^^But the idea of the star already having exploded when Spock launches the rescue mission is an objectionable one: there should be no unpredictable elements remaining, then, and the fate of Romulus should already be sealed at the moment Spock takes off from Vulcan. He knows the speed of the expanding destruction, he knows the top speed of his ship, and if that doesn't allow him to save Romulus, why even bother launching?
If Spock only knows a star is about to explode, then there's an element of uncertainty there, and the mission is worth launching. Also, that way the star can be the homestar of Romulus, which is physically plausible (no FTL waves that mysteriously slow to STL to hit the planet) and depicts a more containable phenomenon.
By the way, how do you get close enough to a supernova to throw something into it?

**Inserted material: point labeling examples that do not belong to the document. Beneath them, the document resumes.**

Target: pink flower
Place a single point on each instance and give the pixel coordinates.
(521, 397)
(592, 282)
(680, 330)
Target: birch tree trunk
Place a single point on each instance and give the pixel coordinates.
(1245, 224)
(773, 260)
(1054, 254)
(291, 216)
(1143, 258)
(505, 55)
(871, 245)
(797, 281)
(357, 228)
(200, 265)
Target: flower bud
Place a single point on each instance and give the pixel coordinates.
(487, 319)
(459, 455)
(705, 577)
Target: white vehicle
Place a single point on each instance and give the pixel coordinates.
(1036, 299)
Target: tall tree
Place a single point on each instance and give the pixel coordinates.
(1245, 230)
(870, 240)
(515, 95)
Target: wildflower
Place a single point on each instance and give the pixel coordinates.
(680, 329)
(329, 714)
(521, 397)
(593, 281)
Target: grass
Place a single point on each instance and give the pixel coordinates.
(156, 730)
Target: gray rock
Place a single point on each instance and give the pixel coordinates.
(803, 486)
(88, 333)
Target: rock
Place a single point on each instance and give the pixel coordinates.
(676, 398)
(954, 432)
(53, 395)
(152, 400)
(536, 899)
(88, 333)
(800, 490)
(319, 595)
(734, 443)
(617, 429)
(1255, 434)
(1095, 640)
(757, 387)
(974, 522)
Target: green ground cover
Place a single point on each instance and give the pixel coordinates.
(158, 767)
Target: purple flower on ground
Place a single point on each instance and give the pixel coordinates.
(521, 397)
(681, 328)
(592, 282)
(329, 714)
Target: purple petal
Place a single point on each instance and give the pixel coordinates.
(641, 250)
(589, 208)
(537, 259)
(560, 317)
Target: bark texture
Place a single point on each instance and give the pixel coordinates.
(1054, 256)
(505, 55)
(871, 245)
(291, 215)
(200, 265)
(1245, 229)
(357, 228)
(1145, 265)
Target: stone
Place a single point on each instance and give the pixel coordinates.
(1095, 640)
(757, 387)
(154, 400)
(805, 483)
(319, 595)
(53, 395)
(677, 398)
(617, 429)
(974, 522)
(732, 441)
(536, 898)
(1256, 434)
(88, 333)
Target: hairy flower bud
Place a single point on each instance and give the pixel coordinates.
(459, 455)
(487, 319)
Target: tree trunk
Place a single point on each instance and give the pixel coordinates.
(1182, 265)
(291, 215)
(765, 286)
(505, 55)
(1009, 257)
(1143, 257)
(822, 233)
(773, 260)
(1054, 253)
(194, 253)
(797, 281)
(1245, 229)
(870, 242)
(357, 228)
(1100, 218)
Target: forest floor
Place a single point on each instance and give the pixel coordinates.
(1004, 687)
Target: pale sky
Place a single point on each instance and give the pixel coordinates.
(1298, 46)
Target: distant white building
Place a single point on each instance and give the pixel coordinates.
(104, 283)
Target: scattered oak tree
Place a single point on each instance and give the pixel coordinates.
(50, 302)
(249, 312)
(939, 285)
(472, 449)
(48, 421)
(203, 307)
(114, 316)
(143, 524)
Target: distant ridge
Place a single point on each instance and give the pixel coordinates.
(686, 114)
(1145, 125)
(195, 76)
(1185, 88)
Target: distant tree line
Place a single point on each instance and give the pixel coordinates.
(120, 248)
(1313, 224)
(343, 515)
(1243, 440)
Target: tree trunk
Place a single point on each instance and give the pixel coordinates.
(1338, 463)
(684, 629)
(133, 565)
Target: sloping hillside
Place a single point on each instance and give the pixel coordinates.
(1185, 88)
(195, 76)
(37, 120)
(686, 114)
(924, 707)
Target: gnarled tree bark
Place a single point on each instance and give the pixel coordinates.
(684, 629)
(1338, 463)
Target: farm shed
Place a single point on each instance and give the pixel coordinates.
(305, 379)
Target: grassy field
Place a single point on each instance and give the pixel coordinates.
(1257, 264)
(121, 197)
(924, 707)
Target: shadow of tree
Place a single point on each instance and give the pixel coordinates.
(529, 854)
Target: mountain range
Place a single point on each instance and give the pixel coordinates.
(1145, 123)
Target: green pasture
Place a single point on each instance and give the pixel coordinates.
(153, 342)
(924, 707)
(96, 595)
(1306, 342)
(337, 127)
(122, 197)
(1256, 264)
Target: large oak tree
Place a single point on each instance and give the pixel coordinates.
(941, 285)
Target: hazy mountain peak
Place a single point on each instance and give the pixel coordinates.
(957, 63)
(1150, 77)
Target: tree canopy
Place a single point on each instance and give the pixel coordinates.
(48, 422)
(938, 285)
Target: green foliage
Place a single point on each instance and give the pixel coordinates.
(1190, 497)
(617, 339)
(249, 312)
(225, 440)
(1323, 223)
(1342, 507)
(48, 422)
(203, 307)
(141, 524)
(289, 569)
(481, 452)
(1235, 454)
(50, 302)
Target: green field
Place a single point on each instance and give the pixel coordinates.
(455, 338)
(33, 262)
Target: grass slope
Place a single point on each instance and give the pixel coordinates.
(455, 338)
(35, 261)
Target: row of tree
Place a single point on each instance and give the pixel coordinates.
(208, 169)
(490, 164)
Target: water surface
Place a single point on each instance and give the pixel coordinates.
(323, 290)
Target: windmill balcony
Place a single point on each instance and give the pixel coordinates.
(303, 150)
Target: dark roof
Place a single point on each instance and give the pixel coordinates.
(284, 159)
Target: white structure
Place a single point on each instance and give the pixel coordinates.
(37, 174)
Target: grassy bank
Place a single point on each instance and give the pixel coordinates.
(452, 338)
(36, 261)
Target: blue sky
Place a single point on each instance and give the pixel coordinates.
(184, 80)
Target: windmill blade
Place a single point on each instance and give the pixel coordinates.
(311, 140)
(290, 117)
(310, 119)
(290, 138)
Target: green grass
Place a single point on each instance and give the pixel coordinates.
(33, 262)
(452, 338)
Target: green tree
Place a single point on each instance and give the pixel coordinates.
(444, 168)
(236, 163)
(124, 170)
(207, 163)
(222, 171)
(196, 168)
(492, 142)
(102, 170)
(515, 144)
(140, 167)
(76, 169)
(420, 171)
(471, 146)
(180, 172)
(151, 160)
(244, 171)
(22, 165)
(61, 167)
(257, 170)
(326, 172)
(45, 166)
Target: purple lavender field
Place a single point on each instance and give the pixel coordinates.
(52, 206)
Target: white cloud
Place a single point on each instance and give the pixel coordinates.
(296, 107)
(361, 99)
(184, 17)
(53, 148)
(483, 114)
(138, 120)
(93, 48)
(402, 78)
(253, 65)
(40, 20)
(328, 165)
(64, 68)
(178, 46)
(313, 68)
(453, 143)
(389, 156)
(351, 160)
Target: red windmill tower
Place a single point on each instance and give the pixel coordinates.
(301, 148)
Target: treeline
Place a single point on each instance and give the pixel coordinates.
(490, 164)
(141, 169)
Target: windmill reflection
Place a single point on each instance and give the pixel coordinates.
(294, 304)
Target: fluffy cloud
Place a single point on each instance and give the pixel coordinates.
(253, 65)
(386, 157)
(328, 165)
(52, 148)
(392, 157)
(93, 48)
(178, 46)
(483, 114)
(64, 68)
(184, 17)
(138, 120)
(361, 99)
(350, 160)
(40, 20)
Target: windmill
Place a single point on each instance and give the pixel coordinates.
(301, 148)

"It" ought to be a fairly thin shell, through which any starship could punch in a matter of milliseconds. If the solution is to create a black hole in the center of the shell, then Spock could do it to a supernova centered on the Romulan homestar by flying to the Romulan home system.
If the solution is to drop red matter at some random fringe of the phenomenon, though... Then why would Spock pick the Romulan home system for that random fringe? Wouldn't some other fringe be closer in all probability?
This is a very strange star.
It could be a perfectly ordinary star - the strange part is how a black hole can negate or reverse the effects of it going supernova. Or perhaps red matter has some other effects besides/instead of creating black holes?
Incidentally, why is the ship vertical in that image? Wouldn't it be significantly easier to build/modify it when it lays horizontal? Fewer gantries and scaffoldings needed, smaller cranes and a smaller facility overall should suffice, and things should be generally more easily reachable.